In his review of the report of the commission on the British National Health Service (NHS),1 Terrence Sullivan says that the United Kingdom spends a third less on health care than Canada but provides broader coverage. The coverage may indeed be broader, but it is spread a great deal thinner.
The NHS has been starved of money almost from its inception, and I am sure that Canadians would not accept the strictures imposed by spending a third less on their own health care system. Somehow, health care policy planners in Canada have felt that savings of this magnitude have been achieved in Britain by the panacea of capitation and salary as the payment options for physicians. This is not the case.
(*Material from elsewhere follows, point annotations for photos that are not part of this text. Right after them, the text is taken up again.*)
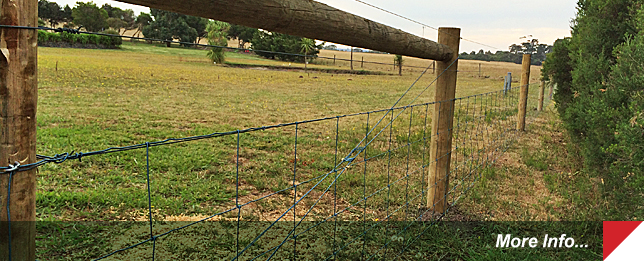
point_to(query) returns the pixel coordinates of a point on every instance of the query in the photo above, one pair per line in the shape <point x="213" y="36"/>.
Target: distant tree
<point x="169" y="26"/>
<point x="120" y="19"/>
<point x="67" y="14"/>
<point x="116" y="24"/>
<point x="199" y="24"/>
<point x="332" y="47"/>
<point x="276" y="42"/>
<point x="217" y="35"/>
<point x="51" y="12"/>
<point x="516" y="49"/>
<point x="242" y="33"/>
<point x="143" y="20"/>
<point x="89" y="16"/>
<point x="398" y="60"/>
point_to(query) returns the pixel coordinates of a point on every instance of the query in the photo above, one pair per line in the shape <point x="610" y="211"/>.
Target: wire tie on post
<point x="14" y="167"/>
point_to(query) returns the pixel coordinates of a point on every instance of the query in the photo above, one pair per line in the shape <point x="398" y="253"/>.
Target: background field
<point x="95" y="99"/>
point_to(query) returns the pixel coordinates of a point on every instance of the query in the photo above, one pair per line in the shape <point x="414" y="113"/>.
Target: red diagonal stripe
<point x="615" y="232"/>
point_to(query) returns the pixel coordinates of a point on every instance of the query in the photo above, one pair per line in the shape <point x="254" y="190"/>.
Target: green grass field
<point x="95" y="99"/>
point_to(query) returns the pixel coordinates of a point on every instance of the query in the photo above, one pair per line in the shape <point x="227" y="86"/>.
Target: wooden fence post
<point x="523" y="96"/>
<point x="352" y="58"/>
<point x="542" y="91"/>
<point x="18" y="97"/>
<point x="442" y="123"/>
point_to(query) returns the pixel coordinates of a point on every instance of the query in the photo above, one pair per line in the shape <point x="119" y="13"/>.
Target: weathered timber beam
<point x="309" y="19"/>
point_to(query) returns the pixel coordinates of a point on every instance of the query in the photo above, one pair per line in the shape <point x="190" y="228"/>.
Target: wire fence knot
<point x="13" y="167"/>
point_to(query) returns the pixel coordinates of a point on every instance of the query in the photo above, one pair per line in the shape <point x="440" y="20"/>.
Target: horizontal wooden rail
<point x="309" y="19"/>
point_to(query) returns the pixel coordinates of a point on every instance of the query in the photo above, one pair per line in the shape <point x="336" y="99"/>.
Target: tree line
<point x="600" y="99"/>
<point x="514" y="55"/>
<point x="170" y="26"/>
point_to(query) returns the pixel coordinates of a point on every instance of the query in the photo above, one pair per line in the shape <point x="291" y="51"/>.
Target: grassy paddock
<point x="95" y="99"/>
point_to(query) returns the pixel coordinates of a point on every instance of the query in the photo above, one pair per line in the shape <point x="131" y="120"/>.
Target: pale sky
<point x="498" y="23"/>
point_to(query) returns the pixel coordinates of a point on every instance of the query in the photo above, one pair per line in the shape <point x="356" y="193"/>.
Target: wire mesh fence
<point x="347" y="187"/>
<point x="304" y="190"/>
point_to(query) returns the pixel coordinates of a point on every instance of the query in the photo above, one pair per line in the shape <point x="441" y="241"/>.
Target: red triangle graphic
<point x="615" y="232"/>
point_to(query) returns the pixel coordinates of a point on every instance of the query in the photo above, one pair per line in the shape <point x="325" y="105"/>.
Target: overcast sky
<point x="498" y="23"/>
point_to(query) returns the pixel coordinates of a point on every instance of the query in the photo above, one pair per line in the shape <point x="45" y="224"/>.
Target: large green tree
<point x="242" y="33"/>
<point x="217" y="36"/>
<point x="283" y="43"/>
<point x="90" y="16"/>
<point x="53" y="13"/>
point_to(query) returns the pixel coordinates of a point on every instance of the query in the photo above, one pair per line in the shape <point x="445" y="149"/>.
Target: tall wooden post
<point x="542" y="91"/>
<point x="523" y="96"/>
<point x="352" y="58"/>
<point x="18" y="96"/>
<point x="443" y="122"/>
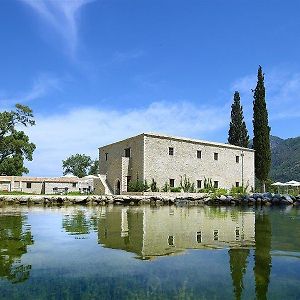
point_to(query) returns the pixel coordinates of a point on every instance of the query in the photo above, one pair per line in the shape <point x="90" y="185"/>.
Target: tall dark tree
<point x="15" y="146"/>
<point x="238" y="133"/>
<point x="261" y="130"/>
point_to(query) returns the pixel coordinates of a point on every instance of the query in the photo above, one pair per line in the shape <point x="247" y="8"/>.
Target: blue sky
<point x="97" y="71"/>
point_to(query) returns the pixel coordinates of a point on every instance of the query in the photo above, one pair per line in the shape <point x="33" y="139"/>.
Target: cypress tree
<point x="261" y="130"/>
<point x="238" y="133"/>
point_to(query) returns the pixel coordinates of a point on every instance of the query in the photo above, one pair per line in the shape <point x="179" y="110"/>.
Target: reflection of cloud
<point x="41" y="86"/>
<point x="84" y="130"/>
<point x="62" y="16"/>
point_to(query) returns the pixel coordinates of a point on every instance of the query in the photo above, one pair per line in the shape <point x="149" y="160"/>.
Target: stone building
<point x="49" y="185"/>
<point x="167" y="159"/>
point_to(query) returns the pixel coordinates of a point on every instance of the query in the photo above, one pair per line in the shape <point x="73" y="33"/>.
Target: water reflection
<point x="15" y="236"/>
<point x="78" y="222"/>
<point x="153" y="232"/>
<point x="262" y="265"/>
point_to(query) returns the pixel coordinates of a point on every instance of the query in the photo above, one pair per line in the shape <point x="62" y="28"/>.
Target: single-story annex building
<point x="49" y="185"/>
<point x="167" y="158"/>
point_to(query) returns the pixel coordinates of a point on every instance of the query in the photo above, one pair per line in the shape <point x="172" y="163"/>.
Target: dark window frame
<point x="127" y="152"/>
<point x="199" y="184"/>
<point x="172" y="182"/>
<point x="199" y="154"/>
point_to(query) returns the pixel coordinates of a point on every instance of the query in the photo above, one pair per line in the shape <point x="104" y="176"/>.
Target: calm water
<point x="149" y="253"/>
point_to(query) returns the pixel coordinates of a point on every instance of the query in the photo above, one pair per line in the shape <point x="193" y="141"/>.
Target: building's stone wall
<point x="116" y="167"/>
<point x="162" y="167"/>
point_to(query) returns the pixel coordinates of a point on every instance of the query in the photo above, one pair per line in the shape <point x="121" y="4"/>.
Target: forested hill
<point x="285" y="159"/>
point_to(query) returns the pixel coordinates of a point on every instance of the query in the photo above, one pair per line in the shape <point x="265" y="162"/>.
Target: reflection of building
<point x="166" y="230"/>
<point x="14" y="239"/>
<point x="166" y="158"/>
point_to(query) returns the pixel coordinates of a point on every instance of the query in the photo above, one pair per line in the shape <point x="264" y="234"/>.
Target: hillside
<point x="285" y="159"/>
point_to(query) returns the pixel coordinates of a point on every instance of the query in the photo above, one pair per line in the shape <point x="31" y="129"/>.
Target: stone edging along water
<point x="197" y="199"/>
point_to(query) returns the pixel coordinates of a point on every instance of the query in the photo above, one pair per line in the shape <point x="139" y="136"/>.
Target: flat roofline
<point x="184" y="139"/>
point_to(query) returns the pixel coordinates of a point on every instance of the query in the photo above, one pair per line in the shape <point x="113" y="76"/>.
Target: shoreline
<point x="262" y="199"/>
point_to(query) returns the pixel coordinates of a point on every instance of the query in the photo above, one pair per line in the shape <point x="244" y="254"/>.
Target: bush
<point x="138" y="186"/>
<point x="176" y="190"/>
<point x="153" y="186"/>
<point x="166" y="187"/>
<point x="186" y="185"/>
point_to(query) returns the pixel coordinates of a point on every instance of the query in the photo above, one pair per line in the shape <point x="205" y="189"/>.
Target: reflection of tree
<point x="238" y="266"/>
<point x="14" y="240"/>
<point x="77" y="223"/>
<point x="262" y="267"/>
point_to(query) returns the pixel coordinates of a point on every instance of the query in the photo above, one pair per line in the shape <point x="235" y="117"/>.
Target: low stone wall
<point x="158" y="199"/>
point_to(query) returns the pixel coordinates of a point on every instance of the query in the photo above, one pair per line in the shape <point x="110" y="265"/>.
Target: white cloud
<point x="282" y="93"/>
<point x="84" y="130"/>
<point x="41" y="86"/>
<point x="62" y="16"/>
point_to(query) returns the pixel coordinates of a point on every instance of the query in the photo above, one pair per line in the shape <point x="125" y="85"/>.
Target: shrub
<point x="166" y="187"/>
<point x="176" y="190"/>
<point x="153" y="186"/>
<point x="186" y="185"/>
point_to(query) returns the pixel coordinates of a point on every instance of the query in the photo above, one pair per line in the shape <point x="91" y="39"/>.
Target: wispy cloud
<point x="282" y="93"/>
<point x="84" y="130"/>
<point x="62" y="16"/>
<point x="41" y="87"/>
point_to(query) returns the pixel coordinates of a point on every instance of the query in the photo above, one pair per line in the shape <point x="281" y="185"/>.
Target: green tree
<point x="261" y="130"/>
<point x="94" y="168"/>
<point x="238" y="133"/>
<point x="79" y="165"/>
<point x="15" y="146"/>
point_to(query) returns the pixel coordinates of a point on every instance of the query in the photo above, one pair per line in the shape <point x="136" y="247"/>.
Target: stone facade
<point x="49" y="185"/>
<point x="167" y="159"/>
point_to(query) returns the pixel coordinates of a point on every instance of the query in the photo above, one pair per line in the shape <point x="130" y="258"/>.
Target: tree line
<point x="15" y="146"/>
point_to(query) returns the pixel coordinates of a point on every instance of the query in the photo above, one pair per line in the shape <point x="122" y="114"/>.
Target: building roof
<point x="185" y="139"/>
<point x="39" y="179"/>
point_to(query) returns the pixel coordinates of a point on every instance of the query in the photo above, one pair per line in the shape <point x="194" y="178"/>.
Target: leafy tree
<point x="15" y="146"/>
<point x="238" y="133"/>
<point x="261" y="129"/>
<point x="94" y="168"/>
<point x="80" y="165"/>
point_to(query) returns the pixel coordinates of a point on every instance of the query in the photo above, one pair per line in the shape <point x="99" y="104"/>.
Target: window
<point x="172" y="182"/>
<point x="199" y="154"/>
<point x="199" y="184"/>
<point x="216" y="235"/>
<point x="237" y="233"/>
<point x="199" y="237"/>
<point x="171" y="240"/>
<point x="127" y="152"/>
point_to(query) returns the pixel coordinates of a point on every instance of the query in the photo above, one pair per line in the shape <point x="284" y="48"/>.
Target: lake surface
<point x="149" y="253"/>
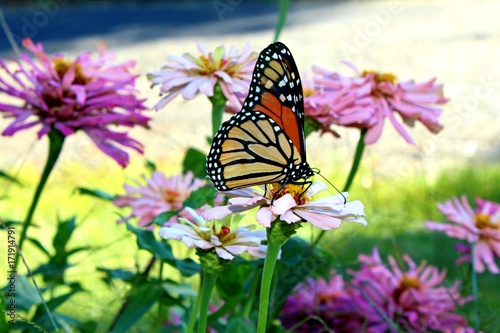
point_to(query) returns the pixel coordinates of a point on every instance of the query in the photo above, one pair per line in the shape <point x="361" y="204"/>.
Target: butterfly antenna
<point x="319" y="173"/>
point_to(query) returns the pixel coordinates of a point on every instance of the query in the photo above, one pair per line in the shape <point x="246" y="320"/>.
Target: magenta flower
<point x="225" y="237"/>
<point x="159" y="194"/>
<point x="317" y="304"/>
<point x="415" y="300"/>
<point x="189" y="74"/>
<point x="84" y="94"/>
<point x="479" y="227"/>
<point x="292" y="205"/>
<point x="364" y="101"/>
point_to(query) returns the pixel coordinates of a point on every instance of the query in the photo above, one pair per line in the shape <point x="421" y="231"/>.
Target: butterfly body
<point x="264" y="142"/>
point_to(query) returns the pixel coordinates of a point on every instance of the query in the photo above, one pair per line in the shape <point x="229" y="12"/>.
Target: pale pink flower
<point x="479" y="227"/>
<point x="225" y="236"/>
<point x="292" y="205"/>
<point x="190" y="74"/>
<point x="159" y="194"/>
<point x="91" y="95"/>
<point x="414" y="299"/>
<point x="364" y="101"/>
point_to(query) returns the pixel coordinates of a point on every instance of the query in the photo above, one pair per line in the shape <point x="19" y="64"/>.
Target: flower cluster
<point x="291" y="204"/>
<point x="159" y="194"/>
<point x="189" y="74"/>
<point x="365" y="100"/>
<point x="68" y="95"/>
<point x="480" y="227"/>
<point x="379" y="298"/>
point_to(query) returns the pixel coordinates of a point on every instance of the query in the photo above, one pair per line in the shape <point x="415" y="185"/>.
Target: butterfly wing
<point x="264" y="142"/>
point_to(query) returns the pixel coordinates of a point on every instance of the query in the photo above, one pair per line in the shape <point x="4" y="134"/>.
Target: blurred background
<point x="457" y="42"/>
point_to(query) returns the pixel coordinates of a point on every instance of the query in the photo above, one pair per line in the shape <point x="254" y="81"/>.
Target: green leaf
<point x="10" y="178"/>
<point x="64" y="231"/>
<point x="26" y="294"/>
<point x="94" y="193"/>
<point x="195" y="162"/>
<point x="310" y="126"/>
<point x="141" y="299"/>
<point x="239" y="325"/>
<point x="164" y="217"/>
<point x="119" y="274"/>
<point x="39" y="245"/>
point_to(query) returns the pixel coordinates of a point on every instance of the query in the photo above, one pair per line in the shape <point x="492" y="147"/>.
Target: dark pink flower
<point x="317" y="304"/>
<point x="159" y="194"/>
<point x="69" y="95"/>
<point x="190" y="74"/>
<point x="415" y="300"/>
<point x="365" y="100"/>
<point x="479" y="227"/>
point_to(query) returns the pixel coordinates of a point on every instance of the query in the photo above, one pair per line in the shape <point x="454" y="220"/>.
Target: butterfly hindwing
<point x="264" y="142"/>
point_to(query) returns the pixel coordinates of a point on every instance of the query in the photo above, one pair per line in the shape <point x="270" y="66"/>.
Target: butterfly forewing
<point x="264" y="142"/>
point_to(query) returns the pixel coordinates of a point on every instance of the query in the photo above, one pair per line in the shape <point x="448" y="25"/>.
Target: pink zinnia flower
<point x="159" y="194"/>
<point x="479" y="227"/>
<point x="292" y="205"/>
<point x="364" y="101"/>
<point x="191" y="74"/>
<point x="225" y="236"/>
<point x="331" y="303"/>
<point x="84" y="94"/>
<point x="414" y="299"/>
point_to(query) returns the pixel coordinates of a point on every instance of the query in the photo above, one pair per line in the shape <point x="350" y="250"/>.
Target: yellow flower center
<point x="381" y="77"/>
<point x="296" y="191"/>
<point x="173" y="197"/>
<point x="484" y="221"/>
<point x="407" y="282"/>
<point x="62" y="66"/>
<point x="224" y="234"/>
First, these savings have been achieved by avoiding necessary hospital upgrades. For example, until the early 1990s, the main referral hospital for the county of Somerset was still using Quonset huts for its wards. They were erected by the Americans in 1944, prior to the D-Day invasion.
Second, staff salaries were saved by employing foreign graduates, which robbed developing countries of the physicians and nurses they had used so much of their limited resources to train.
The third saving in the NHS involves rationing by death. By keeping elderly patients waiting many years for their operations, the NHS avoids a large percentage of hip replacements and other operations.
The commission that Sullivan reviewed sounds like the changing of the officers on the bridge after the Titanic has hit the iceberg. The NHS has tried everything from fund-holding practices to a Charter of Rights for patients, but it will remain a second-class service for most users unless it receives dramatically more funding. Unfortunately, this is unlikely to happen in an elitist society where efficient, fee-for-service private care is always available for the affluent.